However, this does not mean that any shortened gait is collected. Riders who try to pull their horses into a shortened gait (riding "front-to-back"), rather than contain the energy coming from the hindquarters (riding "back-to-front"), will produce a shortened stride, but the horse will continue to carry his weight on his front end, and will simply have stiff, unathletic movement. The shoulders will not be raised, and the horse will find it more difficult to perform a task than he would otherwise. The hind legs will usually be "strung out behind," rather than coming up under the body with each stride to support it, and the back will be dropped rather than properly raised upward.

Specific uses in sport
Collected gaits are asked for in dressage tests from the mid-levels upward, at the walk, trot, and canter. Additionally, a high degree of collection is required of the rider in more advanced dressage moves, such as the pirouette, piaffe, and passage. The ultimate level of collection is the levade, in which the horse carries 100% of his weight on his hindquarters. Unlike a rearing horse, the horse's rear legs are well under it, and it can safely support itself in an upright position for a time and then lower itself to the ground under control.  

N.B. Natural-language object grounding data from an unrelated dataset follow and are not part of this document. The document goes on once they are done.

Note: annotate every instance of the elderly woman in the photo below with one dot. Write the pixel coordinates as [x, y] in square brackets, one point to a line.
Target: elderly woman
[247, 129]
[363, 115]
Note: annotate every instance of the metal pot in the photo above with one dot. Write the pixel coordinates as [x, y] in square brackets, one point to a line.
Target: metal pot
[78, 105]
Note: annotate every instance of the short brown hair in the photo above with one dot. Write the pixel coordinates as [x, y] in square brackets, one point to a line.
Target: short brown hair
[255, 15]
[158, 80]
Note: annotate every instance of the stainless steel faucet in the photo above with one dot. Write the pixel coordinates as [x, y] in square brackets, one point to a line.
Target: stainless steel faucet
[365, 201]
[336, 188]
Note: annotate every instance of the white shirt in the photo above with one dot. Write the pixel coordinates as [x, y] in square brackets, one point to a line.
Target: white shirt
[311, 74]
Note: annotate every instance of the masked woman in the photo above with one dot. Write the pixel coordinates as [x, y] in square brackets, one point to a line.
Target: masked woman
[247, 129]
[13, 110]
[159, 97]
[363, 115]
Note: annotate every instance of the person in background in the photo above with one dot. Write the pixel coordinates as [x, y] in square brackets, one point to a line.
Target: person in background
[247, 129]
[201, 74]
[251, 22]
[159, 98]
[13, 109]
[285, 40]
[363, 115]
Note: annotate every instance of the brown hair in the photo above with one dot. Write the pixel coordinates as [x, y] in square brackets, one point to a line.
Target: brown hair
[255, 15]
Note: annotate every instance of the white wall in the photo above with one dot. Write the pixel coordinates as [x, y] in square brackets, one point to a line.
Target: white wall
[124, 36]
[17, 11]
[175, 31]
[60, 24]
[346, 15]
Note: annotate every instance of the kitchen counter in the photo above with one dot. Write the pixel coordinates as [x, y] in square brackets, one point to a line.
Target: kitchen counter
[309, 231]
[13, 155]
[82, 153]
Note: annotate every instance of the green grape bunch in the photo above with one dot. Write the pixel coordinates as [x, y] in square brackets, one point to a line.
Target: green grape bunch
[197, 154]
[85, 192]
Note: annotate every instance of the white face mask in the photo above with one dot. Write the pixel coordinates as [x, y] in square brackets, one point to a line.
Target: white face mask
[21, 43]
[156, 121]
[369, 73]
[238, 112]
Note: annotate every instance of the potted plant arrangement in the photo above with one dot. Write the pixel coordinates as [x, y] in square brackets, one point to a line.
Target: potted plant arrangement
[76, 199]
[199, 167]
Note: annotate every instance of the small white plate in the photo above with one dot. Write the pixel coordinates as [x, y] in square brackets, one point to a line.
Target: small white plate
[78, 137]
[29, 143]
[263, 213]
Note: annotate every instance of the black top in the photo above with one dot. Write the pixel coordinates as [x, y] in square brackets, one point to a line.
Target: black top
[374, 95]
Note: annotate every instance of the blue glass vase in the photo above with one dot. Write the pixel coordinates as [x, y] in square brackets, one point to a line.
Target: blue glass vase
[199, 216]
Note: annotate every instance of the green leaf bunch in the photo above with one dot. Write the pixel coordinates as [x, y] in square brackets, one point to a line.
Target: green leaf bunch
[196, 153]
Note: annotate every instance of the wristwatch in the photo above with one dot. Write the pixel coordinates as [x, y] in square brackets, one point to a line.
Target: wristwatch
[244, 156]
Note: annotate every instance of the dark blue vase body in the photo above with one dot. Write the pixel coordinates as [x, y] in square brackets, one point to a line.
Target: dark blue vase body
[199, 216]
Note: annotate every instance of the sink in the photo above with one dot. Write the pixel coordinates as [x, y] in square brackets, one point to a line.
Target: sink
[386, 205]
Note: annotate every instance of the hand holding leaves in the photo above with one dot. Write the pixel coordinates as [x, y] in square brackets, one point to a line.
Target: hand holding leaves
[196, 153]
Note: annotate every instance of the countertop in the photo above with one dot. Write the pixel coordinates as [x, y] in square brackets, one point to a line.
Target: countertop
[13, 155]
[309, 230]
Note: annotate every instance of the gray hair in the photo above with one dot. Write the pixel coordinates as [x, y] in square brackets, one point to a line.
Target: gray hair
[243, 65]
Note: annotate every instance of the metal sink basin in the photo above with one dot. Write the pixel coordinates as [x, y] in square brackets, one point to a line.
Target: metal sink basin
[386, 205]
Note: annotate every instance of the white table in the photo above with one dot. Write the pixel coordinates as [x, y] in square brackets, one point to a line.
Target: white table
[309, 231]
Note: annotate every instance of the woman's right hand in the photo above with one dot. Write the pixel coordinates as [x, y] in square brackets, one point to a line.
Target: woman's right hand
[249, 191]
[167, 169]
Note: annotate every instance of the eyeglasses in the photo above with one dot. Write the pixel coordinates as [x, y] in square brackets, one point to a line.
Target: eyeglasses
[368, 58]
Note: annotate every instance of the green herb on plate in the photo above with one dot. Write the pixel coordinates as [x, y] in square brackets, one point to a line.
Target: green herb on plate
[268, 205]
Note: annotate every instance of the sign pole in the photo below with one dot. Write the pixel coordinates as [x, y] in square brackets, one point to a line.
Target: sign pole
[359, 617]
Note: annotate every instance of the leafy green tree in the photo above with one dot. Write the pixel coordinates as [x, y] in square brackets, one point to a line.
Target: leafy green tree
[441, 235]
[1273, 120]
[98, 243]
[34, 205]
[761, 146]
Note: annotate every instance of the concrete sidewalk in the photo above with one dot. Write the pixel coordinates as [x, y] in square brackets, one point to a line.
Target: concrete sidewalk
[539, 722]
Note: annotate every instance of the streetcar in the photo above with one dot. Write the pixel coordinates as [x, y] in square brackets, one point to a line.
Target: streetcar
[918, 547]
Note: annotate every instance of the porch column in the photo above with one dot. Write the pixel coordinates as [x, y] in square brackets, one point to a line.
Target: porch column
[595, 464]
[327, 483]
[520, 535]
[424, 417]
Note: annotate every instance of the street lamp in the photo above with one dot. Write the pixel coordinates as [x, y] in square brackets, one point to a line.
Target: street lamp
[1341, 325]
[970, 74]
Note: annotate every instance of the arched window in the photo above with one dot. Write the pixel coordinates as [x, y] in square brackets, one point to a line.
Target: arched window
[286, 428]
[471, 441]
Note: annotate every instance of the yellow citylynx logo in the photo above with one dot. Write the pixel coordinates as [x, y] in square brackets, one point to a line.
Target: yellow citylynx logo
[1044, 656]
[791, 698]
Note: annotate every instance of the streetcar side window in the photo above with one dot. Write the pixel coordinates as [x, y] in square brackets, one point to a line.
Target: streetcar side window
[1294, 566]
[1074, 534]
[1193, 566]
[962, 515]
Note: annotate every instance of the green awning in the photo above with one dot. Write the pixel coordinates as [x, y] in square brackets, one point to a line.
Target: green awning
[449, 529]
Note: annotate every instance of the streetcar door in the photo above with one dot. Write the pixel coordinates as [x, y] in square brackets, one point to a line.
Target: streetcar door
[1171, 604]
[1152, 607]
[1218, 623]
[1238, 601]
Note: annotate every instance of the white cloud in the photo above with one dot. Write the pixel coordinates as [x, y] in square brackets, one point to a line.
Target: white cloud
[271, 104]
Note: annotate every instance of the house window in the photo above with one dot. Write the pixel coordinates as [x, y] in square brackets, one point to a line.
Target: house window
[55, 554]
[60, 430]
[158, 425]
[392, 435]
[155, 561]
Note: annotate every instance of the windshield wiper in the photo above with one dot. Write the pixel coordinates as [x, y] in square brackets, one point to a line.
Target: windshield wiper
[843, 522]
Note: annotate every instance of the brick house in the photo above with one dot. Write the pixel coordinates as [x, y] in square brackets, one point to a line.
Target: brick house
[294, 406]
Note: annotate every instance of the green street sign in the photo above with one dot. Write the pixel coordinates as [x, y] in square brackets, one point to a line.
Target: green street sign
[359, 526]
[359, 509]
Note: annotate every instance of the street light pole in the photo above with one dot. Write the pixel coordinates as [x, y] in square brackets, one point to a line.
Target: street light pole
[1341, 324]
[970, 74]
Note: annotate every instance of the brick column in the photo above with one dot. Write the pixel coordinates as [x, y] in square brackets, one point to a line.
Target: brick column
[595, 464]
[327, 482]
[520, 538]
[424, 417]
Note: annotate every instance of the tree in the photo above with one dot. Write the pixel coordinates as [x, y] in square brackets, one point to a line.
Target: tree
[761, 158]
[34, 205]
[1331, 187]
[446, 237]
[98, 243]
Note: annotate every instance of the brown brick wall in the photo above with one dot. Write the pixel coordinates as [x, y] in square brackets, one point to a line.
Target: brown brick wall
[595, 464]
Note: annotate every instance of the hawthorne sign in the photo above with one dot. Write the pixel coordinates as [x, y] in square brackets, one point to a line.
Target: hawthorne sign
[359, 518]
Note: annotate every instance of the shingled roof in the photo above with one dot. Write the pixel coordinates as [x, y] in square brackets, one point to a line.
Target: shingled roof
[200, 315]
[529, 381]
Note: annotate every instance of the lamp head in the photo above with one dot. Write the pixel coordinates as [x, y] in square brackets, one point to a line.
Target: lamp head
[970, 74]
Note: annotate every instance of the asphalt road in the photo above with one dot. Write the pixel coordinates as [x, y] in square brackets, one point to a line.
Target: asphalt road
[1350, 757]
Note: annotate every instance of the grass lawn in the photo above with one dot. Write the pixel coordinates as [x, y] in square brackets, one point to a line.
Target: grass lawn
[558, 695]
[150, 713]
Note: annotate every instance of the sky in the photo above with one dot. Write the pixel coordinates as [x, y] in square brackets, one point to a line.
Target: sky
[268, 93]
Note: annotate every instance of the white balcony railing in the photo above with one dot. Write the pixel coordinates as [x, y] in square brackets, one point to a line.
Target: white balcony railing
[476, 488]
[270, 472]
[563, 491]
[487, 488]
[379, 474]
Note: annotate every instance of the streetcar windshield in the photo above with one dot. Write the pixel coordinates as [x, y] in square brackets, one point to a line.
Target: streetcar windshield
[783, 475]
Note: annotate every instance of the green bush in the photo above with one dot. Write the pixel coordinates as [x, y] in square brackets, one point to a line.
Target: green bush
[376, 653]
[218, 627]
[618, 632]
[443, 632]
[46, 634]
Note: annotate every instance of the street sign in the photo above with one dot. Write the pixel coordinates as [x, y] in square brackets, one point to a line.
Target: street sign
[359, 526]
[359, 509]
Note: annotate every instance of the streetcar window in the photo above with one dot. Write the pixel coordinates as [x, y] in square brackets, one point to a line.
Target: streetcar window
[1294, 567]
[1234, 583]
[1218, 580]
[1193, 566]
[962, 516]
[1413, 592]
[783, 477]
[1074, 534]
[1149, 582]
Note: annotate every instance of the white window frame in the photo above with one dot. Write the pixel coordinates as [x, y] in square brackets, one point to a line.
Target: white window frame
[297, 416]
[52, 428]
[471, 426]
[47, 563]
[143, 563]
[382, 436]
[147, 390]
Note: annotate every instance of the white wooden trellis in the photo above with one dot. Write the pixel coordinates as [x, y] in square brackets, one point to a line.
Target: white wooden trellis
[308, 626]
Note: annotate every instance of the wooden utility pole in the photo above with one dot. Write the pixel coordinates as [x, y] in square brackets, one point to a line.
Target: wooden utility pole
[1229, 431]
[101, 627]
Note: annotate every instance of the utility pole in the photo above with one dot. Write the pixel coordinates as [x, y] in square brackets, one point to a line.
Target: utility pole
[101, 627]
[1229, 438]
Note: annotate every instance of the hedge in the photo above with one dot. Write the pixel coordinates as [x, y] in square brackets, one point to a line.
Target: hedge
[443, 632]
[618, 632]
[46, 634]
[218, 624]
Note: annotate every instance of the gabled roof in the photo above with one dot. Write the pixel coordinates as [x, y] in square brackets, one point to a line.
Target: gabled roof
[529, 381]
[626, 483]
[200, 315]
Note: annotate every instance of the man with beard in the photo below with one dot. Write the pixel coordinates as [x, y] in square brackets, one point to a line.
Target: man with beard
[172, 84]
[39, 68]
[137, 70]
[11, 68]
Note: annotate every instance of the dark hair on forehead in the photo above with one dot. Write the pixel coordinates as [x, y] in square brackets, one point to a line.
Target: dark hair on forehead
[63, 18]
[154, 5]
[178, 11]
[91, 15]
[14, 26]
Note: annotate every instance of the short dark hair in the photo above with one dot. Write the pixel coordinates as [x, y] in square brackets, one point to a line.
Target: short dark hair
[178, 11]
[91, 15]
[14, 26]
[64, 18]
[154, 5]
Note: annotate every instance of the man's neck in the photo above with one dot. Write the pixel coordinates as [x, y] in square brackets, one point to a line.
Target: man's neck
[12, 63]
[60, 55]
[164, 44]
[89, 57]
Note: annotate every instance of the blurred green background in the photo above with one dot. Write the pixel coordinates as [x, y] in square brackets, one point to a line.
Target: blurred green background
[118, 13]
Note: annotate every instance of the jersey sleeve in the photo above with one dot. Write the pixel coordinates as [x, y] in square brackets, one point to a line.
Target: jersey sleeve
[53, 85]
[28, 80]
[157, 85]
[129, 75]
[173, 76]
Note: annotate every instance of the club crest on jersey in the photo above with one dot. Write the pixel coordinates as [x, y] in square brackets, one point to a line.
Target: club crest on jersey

Collection is also essential in jumping. Most horses will physically be unable to jump extremely high fences (such as those seen in Grand Prix show jumping or puissance classes) without collection, as they will not have enough power to make it over the obstacle. Speed is not a substitute, and a horse that is simply galloped at a fence will find it extremely difficult to raise his forehand upward on takeoff and gain enough height over the fence. Instead, he will jump flat, without bascule, and will be much more likely to pull a rail. Secondly, horses must be adjustable within jumping courses, having the ability to shorten or lengthen their stride between obstacles, especially if placed in a combination. A horse that is not collected will find it very hard to seamlessly shorten his stride in a related distance, and may be forced to take off too close or too far away from the jump, which greatly increases the chance he will hit it.

Collection also makes it easier for a horse to make sudden changes of direction, such as those required by western performance horses. Cutting horses are excellent examples, as they crouch low and back on their hindquarters so they may quickly move side to side to mirror the movements of the calf.